Changing those behaviors will take time. I honestly think that's what trips a lot of people up. It certainly did a number on me. I wanted her better and I wanted her better today! It was learning to live with the best she could do that day that drove me crazy. I wanted her best to look like what I thought it should look like. I was in for a rude awakening, because she didn't care what I wanted. She was bent on doing things her way and I was determined to do things my way. You know whose way won out? God's.
The two of us fought and battled, but in the end it was all about grace, mercy, forgiveness and changing our hearts. There was nothing "wrong" with her. She didn't know what love looked like. She had a skewed vision of family and a nonexistent ability to give and receive love. What did she need? Time and consistency. She needed to consistently hear that I loved her and that Jesus loved her and that we were in this for the long haul. For a week? No. A month? No. A year? No. A long time. I just don't know of any way around it.
So with time and consistency the behavior can change. But what about the other issues? What if there are health problems? Mental illness in her biological family? Some kind of undetected, undiagnosed problem?

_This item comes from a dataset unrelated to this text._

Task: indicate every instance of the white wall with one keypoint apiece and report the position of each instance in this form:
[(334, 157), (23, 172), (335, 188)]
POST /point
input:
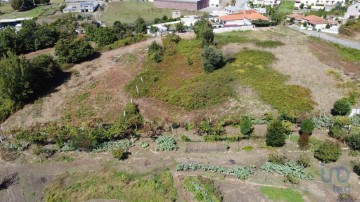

What if there is? She's mine now. We'll do our best with whatever obstacles are put in our path. If I based my steps on the "what ifs" I'd be paralyzed with fear of the future. I'd rather put my future in God's hands. That's where it belongs. There may be some unforeseen, life-changing event in our future. Does that mean I shouldn't risk it? Should I have not stepped out in faith and loved these girls with all that is in me, because one day something might happen? Wouldn't that stop anyone from doing anything?
Yes, kids in the system have problems. Kids not in the system have problems. Does that make them unworthy of my home? Is my home such a spotless place that her problems are not a good fit? Do I see myself through rose-colored glasses yet look at her through a microscope?
If you are looking for reasons not to adopt, there are plenty. But your reasons don't hold a candle to this smile:
I would do it all over again. The tears, the challenges, the heartache. I would do it without blinking an eye. Why? Because all that ends and when the dust settles and you look around you'll catch sight of the most beautiful people you have ever seen. I'm looking at them right now. I call them my kids.